On 8/16/17 at 0849 hours, during a tour of the PACU, a plastic bucket filled with a green colored liquid was stored on the shelf in the unlocked EVS closet. The bucket was labeled "recovery." When interviewed, the EVS staff stated the solution was peroxide (a cleaning product).
However, there was no label of the cleaning solution name, concentration, and expiration date as per the AORN's guidelines.
Tag No.: A0952
Based on observation, interview, and record review, the hospital failed to ensure the physician conducted the heart and lungs assessments prior to the procedure for one of 33 sampled patients (Patient 9), creating the increased risk of poor health outcome for this patient.
Findings:
Review of the hospital's P&P titled Sedation Policy revised 6/11 showed the practitioner shall perform an appropriate patient assessment and documentation prior to the administration of moderate/deep sedation which must include an overall physical assessment of major organ systems including cardiac (heart) and pulmonary (lungs).
During an observation of Patient 9's procedure on 8/14/17 at 1530 hours, accompanied by the Supervising Staff Nursing II for Procedural Nursing and RN 2, Patient 9 was brought to the GI procedure room at 1530 hours. MD 8 was observed entering the GI procedure room and examining the patient's abdomen and throat. At 1540 hours, the procedure was started and the fentanyl (general anesthetic) and versed (benzodiazepine) medications were administered to the patient.

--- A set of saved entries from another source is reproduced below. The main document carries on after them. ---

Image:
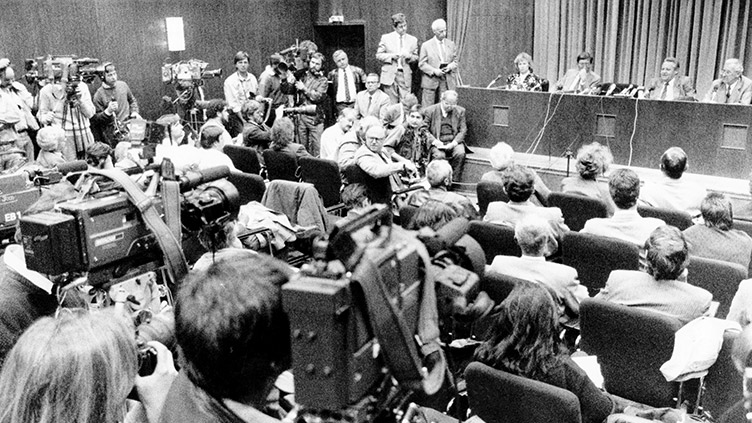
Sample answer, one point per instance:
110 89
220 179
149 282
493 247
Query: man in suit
581 79
397 51
345 81
438 63
732 87
370 101
670 85
663 288
446 121
533 236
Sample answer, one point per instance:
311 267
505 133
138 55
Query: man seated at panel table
671 191
732 87
580 80
534 238
663 287
670 85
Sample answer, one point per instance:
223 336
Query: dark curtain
630 38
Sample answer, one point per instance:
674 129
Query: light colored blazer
740 94
389 45
681 85
379 101
430 60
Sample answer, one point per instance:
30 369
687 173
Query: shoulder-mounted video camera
191 71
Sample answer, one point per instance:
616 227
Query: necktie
665 91
347 87
400 60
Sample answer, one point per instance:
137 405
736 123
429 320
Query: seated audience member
519 186
255 132
283 134
217 115
673 192
524 340
501 158
353 140
663 287
378 163
580 80
212 143
626 223
593 161
370 101
123 157
732 87
740 355
670 85
524 79
533 235
80 367
415 141
234 338
99 155
439 177
447 124
356 199
346 80
49 139
716 238
333 136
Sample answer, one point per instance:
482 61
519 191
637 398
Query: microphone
625 91
74 166
494 81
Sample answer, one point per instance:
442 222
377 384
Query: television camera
67 68
188 72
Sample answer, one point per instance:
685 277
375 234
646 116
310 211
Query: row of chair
578 209
596 256
631 345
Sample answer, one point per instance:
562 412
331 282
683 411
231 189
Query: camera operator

However, MD 8 did not perform the heart and lung assessments prior to the administration of the medications to the patient as per the hospital's P&P.
On 8/17/17 at 0830 hours, the Supervising Staff Nursing II for Procedural Nursing was informed and acknowledged the finding.
Tag No.: A1002
Based on observation, interview, and record review, the hospital failed to ensure the anesthesia services were provided in a safe manner as evidenced by:
1. The reusable LMAs were used beyond the manufacturer's one year warranty limit.
2. MD Anesthesiologist 7 did not disinfect the rubber stopper of the medication vials prior to withdrawing medication with a syringe during surgical procedures as per the APIC's guidelines.
3. MD Anesthesiologist 5 did not perform hand hygiene after removing gloves during the procedure as per the hospital's P&P.
These failures had the potential for spread of infections in the hospital.
Findings:
1. Review of the manufacturer's warranty for LMAs showed the LMAs are reusable and warranted against the manufacturer's defects for one year from the date of purchase.
On 8/15/17 at 1355 hours, the Anesthesia work room was toured with the Supervising Staff Nurse Surgical Services and Chief of Anesthesia.
Multiple reusable LMAs were observed being stored in this room. According to Anesthesia Tech 1, the hospital kept a tracking sheet for each individual LMA resterilization.
Review of the tracking documents for LMAs #4 (size) showed three LMAs #4 were used since 2012. The Chief of Anesthesia stated he was not aware of the manufacturer's warranty for only one year and the hospital should remove those LMAs from the patient care areas.
2. Review of the APIC Position Paper titled Safe Injection, Infusion, and Medication Vial Practices in Health Care (2016) showed aseptic techniques include disinfecting the rubber stopper of the medication vials with sterile 70% alcohol before inserting a needle.
On 8/15/17 at 1148 hours, during an observation of the general anesthesia induction, MD Anesthesiologist 7 did not disinfect the rubber stopper of the medication vials prior to withdrawing medication with a syringe as per the APIC's guidelines.
3. Review of the hospital's P&P titled Hand Hygiene in Healthcare Setting dated 10/6/16, showed hand hygiene should be performed before and after removing the gloves. Gloves must be changed between each patient contact and care procedure (one task, one pair of gloves).
On 8/14/17 at 1403 hours, the surgical procedure was observed in OR 1. MD Anesthesiologist 5 was observed donning and removing the gloves twice without performing hand hygiene.